Uptake of polyvinyl alcohol by macrophages in the glomerular mesangium of rats. Histologic and functional studies

RB Sterzel, GM Eisenbach, MW Seiler and JR Hoyer

Rats received daily subcutaneous injections of the synthetic polysaccharide polyvinyl alcohol (PVA) for 1-28 days. The amount of PVA localized in the glomerular mesangium increased progressively during this time. By 28 days, all glomeruli showed extensive intracellular mesangial sequestrations of PVA, causing marked widening of mesangial areas, while the peripheral capillary loops were unaltered. Overall glomerular hypercellularity was mild to moderate, occurring mainly in areas of PVA deposition. Follow-up studies after 6, 12, 26, and 40 weeks revealed partial reduction of glomerular PVA masses. The PVA deposits were frequently associated with nonspecific esterase (NSE)- positive cells. The number of NSE-positive cells per glomerular tuft section increased from 0.1 in controls, to 2.1, 4.0, and 4.5 after 3, 14, and 28 days of PVA treatment, respectively.
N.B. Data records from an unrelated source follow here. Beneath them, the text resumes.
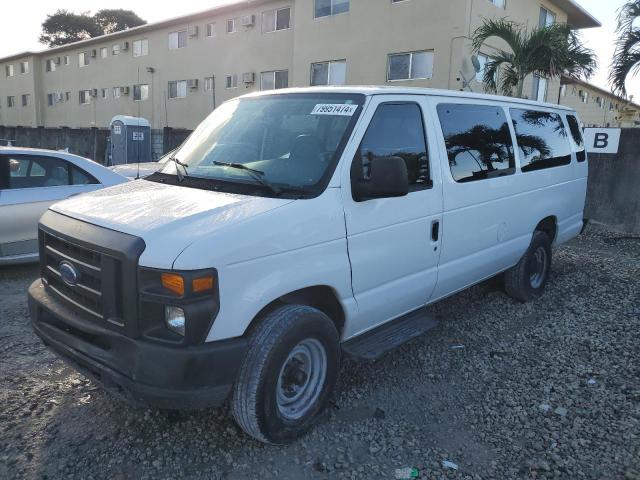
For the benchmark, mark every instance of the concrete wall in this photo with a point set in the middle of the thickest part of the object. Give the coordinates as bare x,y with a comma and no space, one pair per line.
613,196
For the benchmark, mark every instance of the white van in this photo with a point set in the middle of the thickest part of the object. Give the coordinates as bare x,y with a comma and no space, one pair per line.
297,225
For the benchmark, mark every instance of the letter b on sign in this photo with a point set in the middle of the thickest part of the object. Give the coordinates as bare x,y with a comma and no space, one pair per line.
602,140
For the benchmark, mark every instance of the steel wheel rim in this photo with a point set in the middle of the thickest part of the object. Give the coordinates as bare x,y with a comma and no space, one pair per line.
301,379
538,267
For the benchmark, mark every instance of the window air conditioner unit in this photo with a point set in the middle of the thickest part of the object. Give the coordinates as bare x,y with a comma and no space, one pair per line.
249,77
193,30
248,20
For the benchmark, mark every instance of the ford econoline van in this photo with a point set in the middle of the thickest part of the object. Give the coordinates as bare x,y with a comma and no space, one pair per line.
294,227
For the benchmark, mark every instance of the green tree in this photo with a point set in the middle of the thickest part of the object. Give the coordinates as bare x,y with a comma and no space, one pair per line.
65,27
546,51
626,59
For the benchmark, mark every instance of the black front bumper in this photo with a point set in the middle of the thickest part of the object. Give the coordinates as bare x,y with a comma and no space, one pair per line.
180,377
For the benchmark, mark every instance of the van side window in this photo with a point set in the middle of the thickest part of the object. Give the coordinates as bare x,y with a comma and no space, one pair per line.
396,130
542,139
478,141
576,133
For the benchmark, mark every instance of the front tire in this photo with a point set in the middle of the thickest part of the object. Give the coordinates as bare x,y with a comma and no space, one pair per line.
288,374
528,278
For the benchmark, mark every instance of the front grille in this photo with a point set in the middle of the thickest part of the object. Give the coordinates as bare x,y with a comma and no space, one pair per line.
97,292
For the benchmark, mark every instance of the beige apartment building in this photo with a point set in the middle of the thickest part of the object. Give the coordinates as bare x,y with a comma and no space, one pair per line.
176,71
598,107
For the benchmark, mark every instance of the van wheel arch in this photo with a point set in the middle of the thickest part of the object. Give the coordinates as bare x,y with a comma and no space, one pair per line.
321,297
548,225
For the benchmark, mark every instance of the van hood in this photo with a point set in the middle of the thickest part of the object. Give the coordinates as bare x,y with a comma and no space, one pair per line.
168,218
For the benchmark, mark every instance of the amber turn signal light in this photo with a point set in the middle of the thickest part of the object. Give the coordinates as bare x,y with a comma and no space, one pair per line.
173,283
203,284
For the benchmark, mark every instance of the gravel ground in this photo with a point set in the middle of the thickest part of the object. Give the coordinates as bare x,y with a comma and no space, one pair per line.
503,390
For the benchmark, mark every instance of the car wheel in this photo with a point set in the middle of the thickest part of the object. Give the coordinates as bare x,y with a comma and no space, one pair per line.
528,278
288,374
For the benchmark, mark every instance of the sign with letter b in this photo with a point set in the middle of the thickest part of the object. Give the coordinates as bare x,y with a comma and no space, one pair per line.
602,140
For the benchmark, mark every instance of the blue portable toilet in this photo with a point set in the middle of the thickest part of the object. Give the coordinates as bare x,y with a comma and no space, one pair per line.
130,140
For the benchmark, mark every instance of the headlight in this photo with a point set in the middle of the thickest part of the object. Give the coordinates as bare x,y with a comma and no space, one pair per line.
175,319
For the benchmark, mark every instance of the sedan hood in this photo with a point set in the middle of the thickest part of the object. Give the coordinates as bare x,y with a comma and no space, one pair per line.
168,218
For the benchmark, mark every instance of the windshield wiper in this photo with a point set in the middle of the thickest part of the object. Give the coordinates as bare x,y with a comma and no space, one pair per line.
178,165
257,175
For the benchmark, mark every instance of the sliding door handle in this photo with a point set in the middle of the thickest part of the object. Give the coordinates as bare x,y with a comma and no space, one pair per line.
435,230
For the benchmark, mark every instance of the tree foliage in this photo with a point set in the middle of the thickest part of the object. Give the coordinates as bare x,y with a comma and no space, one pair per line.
548,52
626,59
63,26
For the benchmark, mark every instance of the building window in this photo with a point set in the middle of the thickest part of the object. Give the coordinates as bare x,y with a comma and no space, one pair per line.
410,66
140,48
478,141
540,85
232,25
547,18
326,8
329,73
231,81
274,80
177,40
83,59
542,139
275,20
140,92
85,97
178,89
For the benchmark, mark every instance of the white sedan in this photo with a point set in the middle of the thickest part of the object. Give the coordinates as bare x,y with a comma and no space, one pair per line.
31,180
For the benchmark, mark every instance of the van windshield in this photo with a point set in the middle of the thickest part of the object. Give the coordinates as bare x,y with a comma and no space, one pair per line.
273,145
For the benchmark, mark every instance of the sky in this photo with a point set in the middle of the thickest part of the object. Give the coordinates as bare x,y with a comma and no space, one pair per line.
21,20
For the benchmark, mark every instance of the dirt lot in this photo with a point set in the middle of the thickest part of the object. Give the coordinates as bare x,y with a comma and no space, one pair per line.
503,390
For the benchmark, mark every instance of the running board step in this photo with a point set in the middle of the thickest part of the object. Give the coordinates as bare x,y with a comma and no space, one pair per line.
385,338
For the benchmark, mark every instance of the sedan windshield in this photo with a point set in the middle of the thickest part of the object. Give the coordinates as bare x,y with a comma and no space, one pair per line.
273,145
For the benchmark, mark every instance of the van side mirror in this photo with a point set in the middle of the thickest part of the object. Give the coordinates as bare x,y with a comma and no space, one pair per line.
388,177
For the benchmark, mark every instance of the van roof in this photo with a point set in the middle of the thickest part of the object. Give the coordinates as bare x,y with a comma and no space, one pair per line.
390,90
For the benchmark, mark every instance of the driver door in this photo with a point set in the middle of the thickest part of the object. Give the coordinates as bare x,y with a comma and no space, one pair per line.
394,243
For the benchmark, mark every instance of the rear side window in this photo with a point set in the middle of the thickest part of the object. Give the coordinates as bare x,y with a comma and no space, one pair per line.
542,139
478,141
576,134
396,130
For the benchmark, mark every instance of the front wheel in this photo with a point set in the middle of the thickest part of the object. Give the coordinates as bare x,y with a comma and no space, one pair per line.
528,278
288,375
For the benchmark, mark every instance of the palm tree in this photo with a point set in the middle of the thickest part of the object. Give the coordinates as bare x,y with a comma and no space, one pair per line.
626,60
546,51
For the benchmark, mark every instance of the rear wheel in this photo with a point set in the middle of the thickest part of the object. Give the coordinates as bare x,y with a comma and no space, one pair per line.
528,278
288,375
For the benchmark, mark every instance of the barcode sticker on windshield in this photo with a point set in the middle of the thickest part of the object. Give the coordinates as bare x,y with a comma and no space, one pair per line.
334,109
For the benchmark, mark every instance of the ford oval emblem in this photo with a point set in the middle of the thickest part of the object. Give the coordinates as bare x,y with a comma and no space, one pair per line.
69,273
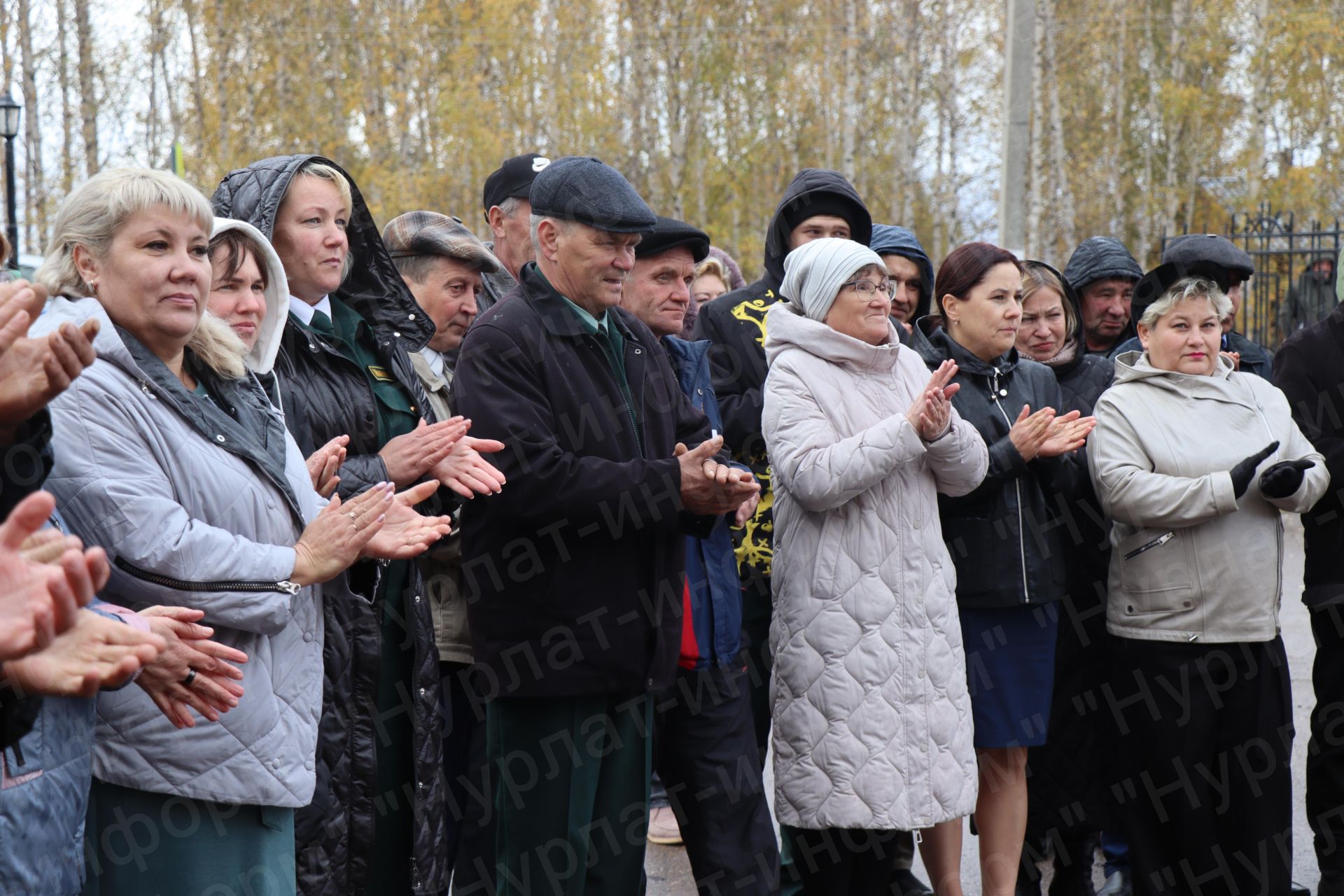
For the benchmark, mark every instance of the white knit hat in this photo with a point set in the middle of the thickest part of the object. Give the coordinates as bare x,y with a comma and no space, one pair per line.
815,272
Similarly, glomerular counts for Ia-antigen-bearing cells rose from 2.1 in controls to 4.8 on Day 3 and showed further increases at later time periods with confluent staining of clusters of Ia-positive cells. In glomeruli, Ia-bearing cells were mainly noted in PVA-positive mesangial areas. These results indicate that PVA is taken up in the glomerulus primarily by cells that are NSE- and Ia-antigen-positive, suggesting that these cells are activated blood-borne monocyte-macrophages that sequester this polysaccharide. Clearance studies revealed that the glomerular filtration rate and effective renal plasma flow remained normal after 4 weeks of PVA injections. PVA-treated rats showed only mild elevations of urinary protein excretion. These findings indicate that confinement of marked structural and cellular alterations to the mesangium, even including the presence of infiltrating monocyte-macrophages, is compatible with absent or minimal dysfunction of the glomerular ultrafilter.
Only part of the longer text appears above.